Covid rumours moved markets
Like the disease itself, speculation that China’s zero-Covid policy could be coming to an end has been feverish.
There was disappointment when the National Party Congress concluded last month with no sign of an end to lockdowns, mass testing and travel curbs any time soon. And if anything the economy has been heading in the opposite direction. Japanese bank Nomura estimates that just over a tenth of China’s gross domestic product was under some form of lockdown as of Thursday last week, up from 9.5% last Monday.
By Monday this week the disruption was casting a shadow across 12.2% of the economy, according to Nomura’s model. That included a seven-day lockdown at the world’s biggest iPhone factory in Zhengzhou in Henan.
Yet the month had begun with hope that zero-Covid might be on its way out, after a completely unverified screenshot did the rounds on social media purporting to show that the government was preparing for reopening next March.
The result was a $450 billion rally in stock markets, with the Shanghai composite surging 5% and the Hang Seng Index (HSI) in Hong Kong doing even better with gains of well over 8% over the week.
Some of the feel-good factor started to evaporate at the weekend, when officials from the National Health Commission said there were no plans to back away from the current approach.
“Previous practices have proved that our prevention and control plans and a series of strategic measures are completely correct,” an official at the commission announced, vowing to stick to the policy “unswervingly”.
Decisionmakers might not be quite as confident in private that zero-Covid is the only option. Pressure is building, following another round of damaging data on the economy, with imports and exports both reversing unexpectedly in October for the first time in two years.
And amid the febrile, rumour-laden mood, there was a renewed rally of 2.7% in the HSI on Monday after a Goldman Sachs report forecast a 20% surge in Chinese stocks, noting that an end to Covid restrictions could be “one of the most visible, long-awaited, and powerful upside catalysts for the market”.

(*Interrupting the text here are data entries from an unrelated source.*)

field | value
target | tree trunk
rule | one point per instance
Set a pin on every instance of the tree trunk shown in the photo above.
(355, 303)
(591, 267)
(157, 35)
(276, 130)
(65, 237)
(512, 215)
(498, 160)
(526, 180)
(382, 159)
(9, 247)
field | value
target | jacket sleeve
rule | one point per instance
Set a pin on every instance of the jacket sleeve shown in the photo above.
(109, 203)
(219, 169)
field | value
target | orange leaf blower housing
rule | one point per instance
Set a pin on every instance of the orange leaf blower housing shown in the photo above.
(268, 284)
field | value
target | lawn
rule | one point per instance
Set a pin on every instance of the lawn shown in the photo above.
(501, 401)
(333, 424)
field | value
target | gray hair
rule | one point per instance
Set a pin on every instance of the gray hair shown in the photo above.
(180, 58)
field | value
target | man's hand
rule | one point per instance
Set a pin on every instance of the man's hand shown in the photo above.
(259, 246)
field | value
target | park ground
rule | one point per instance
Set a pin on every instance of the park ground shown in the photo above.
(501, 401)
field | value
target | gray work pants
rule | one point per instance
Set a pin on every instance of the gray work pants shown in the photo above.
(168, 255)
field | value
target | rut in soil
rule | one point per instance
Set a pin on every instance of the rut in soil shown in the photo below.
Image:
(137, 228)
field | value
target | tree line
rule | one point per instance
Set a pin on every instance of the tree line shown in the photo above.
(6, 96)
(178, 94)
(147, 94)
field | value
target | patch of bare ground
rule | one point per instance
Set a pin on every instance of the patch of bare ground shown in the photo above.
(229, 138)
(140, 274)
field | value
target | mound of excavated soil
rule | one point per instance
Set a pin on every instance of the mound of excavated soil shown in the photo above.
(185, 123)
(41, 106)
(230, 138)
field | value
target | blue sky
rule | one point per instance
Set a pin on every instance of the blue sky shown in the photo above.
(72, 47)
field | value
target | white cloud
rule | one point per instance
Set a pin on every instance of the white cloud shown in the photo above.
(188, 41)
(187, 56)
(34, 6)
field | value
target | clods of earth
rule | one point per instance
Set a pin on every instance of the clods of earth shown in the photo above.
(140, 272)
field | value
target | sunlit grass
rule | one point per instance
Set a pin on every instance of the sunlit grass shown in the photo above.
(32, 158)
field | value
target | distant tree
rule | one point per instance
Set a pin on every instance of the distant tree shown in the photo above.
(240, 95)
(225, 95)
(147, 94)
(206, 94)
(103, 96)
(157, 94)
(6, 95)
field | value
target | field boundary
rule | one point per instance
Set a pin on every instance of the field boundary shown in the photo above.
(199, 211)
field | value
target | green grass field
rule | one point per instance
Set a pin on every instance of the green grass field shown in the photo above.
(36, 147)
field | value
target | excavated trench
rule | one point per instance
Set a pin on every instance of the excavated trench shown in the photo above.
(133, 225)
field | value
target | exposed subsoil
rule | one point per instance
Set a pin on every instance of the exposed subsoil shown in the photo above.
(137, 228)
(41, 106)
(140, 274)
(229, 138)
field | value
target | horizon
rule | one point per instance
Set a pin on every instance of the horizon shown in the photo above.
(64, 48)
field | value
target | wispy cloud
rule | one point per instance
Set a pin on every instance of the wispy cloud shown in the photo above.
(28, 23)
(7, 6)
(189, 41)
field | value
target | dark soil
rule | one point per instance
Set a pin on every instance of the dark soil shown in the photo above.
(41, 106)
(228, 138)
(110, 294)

The moves reflect the market sensitivity to any talk about a policy change in Beijing. Bears say that the government has set itself so determinedly on a zero-Covid path that it makes it more difficult to change direction. In the meantime the media is monitoring events for clues that change is coming. Some of the signals have been oblique, including a flurry of interest in the People’s Daily’s health app after it cited comments from Wu Zunyou, chief epidemiologist at the Chinese Centre for Disease Control and Prevention, that seemed to downplay some of the risks in contracting Covid.
But as Bloomberg later reported, the article in question was actually conveying the views of another expert that the definition of ‘long Covid’ is still in doubt.
‘Bullish’ hopes of a shake-up were sparked again after German Chancellor Olaf Scholz said that the health authorities had agreed to make the BioNTech vaccine available to foreign residents in China. Although that seems like a pretty limited concession, some interpreted it as a potential step towards beefing up vaccinations among the elderly – where inoculation rates are still lower than many other countries – ahead of ‘opening up’.
China’s Covid-19 fatality rate has been much lower than most countries in the West because of its measures to counter the pandemic. Officially it has recorded about 5,000 deaths as a result of the virus, compared to more than a million fatalities from Covid in the US, the Wall Street Journal reports. That has been celebrated as another sign of the superiority of China’s governance model, which may also make the authorities even more reluctant to change direction now.
And yet there was an even larger market move as WiC went to press. On Friday morning the HSI surged 5.4% after Xinhua reported that the Politburo Standing Committee had announced it would “strive” to reduce the impact of zero-Covid curbs on the economy. The spike in investor enthusiasm again underscored the skittish mood.